Oh dear God, what use is station?
Reached the peak of my vocation
I become, for so I must,
Like yourself, Death, earth and dust.
In rank and wealth no use I find
Now I leave all things behind.
Take example, future host,
You who’ll bear the weight I lost.

Death answers the pope

[...]
[...]
[...]
[...]
[...]
[...]
her keiser, wi mote dansen

[...]
[...]
[...]
[...]
[...]
[...]
Emperor, now we must dance!

English version © Jack Freckleton-Sturla, 2021. The following is a more literal translation:

The pope

Oh Lord, what does it avail me
though I had risen high in station,
and I must at once become
like you, a pile of earth.
Neither highness nor riches avail me,
but I must leave everything.
Take here example, those who after me are
pope, as I was in my time!

Death answers the pope

[...]
[...]
[...]
[...]
[...]
[...]
Mr emperor, we must dance!

The red area shows the location in the chapel in Lübeck
The red area shows the location in the chapel
The painting in St. Mary's Church in Lübeck.
Lubeck #1

The photo and the text are from the fragment in Tallinn.

The dance starts — as always — with the pope, who is the world's mightiest mortal.

Most of Death's reply (seven lines) is missing. In 1838, Russwurm meant he could read the first line as: »Dat were gud in ly. bekennt« / "that were known to God in "ly."".

When it came to translating "ly." Russwurm's best suggestion was the Danish word "ly", meaning shelter/cover mostly against bad weather. This didn't make much sense, particularly if the punctuation was meant to suggest a missing letter.

It is still possible to see single letters and parts of letters, but ever since Russwurm, nobody has tried to interpret them.

 

However, the last line is fairly legible: »Mr emperor, we must dance!«, which shows the unique structure of the text in Tallinn / Lübeck: Death's eighth and last line addresses the next dancer, in this case the emperor:

In this way, the verses are connected in a chain, just like the dancers in the picture.
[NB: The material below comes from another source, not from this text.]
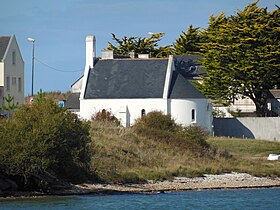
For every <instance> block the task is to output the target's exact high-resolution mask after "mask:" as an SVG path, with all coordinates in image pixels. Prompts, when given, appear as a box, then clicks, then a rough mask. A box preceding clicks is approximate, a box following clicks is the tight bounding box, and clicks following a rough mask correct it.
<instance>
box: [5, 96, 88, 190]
mask: <svg viewBox="0 0 280 210" xmlns="http://www.w3.org/2000/svg"><path fill="white" fill-rule="evenodd" d="M41 99H42V98H41V96H40V94H39V96H38V97H35V99H34V103H33V104H32V106H31V107H30V106H29V105H24V106H21V107H20V108H19V110H18V111H17V112H15V113H14V116H13V118H12V119H11V120H9V121H1V122H0V130H1V132H0V142H1V143H0V170H2V171H3V172H4V173H5V174H7V175H9V176H15V177H22V179H21V180H24V183H20V184H23V185H24V187H25V188H26V187H30V185H32V183H31V180H32V179H34V177H37V178H38V177H41V178H42V180H41V181H39V182H38V183H37V184H36V186H35V188H37V189H38V188H39V189H40V190H48V188H49V187H50V186H49V184H48V183H45V182H44V181H45V180H46V179H44V177H45V178H46V177H54V178H57V179H65V180H68V181H73V182H77V181H82V180H84V179H85V178H86V176H87V175H88V163H89V157H90V152H89V149H88V144H89V125H88V124H87V123H86V122H83V121H81V120H79V119H78V117H77V116H76V115H75V114H72V113H71V112H68V111H66V110H65V109H63V108H61V107H59V106H58V105H56V104H55V103H53V102H51V101H47V100H41ZM39 179H40V178H39ZM40 183H45V184H44V185H42V184H40ZM33 184H34V183H33Z"/></svg>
This applies to the text in Tallinn as well as in Lübeck, and this is one of the reasons why we without hesitation can use one text to complement the other.

The only other dance of death that has the same structure of the verses is the Spanish La Dança general de la Muerte.

Footnotes: (1)

slim der erden . . .: Compare with Genesis 2,7: »And the Lord God formed man of the slime of the earth«.

"Slime" means »Soft, moist earth or clay, having an adhesive quality; viscous mud« (Webster).